« Il serait cependant possible, dit-elle, que ce fût le même soldat de plomb. Je veux le garder avec soin, il me rappellera ce que tu viens de me conter. Tu me conduiras, n'est-ce pas, sur la tombe du vieux monsieur ?
- Je ne sais pas où elle se trouve, répondit-il, j'ai demandé à la voir, personne n'a pu me l'indiquer. Tous ses amis étaient morts.
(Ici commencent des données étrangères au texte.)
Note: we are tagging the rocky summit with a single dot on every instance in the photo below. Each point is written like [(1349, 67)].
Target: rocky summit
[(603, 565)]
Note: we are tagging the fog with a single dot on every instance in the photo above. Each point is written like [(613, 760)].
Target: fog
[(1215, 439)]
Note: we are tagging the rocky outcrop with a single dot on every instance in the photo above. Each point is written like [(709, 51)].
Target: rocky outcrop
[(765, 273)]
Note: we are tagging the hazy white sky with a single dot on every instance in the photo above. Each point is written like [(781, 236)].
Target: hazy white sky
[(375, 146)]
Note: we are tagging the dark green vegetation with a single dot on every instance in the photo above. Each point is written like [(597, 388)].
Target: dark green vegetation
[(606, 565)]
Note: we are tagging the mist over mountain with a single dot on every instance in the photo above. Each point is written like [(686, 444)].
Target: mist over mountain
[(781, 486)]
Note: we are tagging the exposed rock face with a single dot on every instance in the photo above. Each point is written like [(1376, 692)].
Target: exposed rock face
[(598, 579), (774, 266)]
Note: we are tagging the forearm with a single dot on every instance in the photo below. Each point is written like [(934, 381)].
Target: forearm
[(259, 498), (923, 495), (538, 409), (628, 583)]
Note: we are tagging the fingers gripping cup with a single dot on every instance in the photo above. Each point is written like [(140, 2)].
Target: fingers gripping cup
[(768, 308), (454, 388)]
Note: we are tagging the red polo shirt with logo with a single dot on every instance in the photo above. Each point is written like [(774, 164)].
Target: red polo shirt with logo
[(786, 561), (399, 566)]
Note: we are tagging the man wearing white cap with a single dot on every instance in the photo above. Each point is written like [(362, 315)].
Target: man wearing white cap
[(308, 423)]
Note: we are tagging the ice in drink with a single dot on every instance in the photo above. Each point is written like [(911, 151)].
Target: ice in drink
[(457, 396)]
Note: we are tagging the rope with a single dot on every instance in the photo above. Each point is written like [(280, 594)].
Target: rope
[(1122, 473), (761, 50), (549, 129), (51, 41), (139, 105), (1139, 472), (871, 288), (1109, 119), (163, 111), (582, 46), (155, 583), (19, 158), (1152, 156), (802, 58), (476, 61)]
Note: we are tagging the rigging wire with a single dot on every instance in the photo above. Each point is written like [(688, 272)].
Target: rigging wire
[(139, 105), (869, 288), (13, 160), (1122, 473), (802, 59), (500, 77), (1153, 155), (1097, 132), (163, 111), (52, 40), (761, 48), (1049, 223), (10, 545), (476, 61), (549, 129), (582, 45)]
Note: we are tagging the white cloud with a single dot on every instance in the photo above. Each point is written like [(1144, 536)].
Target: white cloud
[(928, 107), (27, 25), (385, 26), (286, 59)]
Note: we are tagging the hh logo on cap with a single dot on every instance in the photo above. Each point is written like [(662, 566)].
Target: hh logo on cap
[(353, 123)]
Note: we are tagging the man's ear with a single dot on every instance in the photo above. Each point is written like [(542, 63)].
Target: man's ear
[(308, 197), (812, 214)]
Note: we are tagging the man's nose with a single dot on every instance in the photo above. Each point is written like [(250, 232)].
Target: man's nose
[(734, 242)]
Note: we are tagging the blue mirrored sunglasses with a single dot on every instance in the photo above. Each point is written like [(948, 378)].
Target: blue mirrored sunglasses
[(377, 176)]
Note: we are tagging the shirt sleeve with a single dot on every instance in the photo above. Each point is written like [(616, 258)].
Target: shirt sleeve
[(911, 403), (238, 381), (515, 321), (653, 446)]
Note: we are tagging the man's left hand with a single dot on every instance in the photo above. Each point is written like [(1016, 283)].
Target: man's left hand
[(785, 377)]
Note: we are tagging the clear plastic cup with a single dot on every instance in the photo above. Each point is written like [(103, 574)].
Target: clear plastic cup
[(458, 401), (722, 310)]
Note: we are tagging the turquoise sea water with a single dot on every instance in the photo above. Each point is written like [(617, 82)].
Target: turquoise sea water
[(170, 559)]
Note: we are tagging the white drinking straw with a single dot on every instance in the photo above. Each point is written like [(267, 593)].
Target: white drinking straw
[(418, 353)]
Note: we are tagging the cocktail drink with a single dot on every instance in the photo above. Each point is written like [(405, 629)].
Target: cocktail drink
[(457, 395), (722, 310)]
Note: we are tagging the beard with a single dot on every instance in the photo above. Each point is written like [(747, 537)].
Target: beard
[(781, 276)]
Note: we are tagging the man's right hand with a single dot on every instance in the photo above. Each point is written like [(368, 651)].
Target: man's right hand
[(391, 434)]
Je sais seulement que c'est très loin d'ici, au moment où on a emporté le cercueil, je n'ai pas questionné, j'étais trop petit pour aller si loin y porter des fleurs.
- Oh ! Comme il a été seul, dans sa tombe également ! dit la dame, personne n'en aura pris soin.
- Moi aussi, j'ai été longtemps bien seul, se dit le soldat de plomb, mais, quelle compensation aujourd'hui, je ne suis pas oublié ! » Comme la dame l'emportait dans la maison, il jeta un dernier regard sur l'endroit où il était resté tant d'années, que vit-il, ressemblant à de la vulgaire terre ? Un morceau de la belle tapisserie. La dorure, elle, avait entièrement disparu. Et, de sa fine oreille, le soldat entendit un murmure où il distinguait ces paroles :
« La dorure passe, mais le cuir reste. » S'il avait pu, il aurait volontiers haussé les épaules, chez lui, couleur et dorure étaient restées.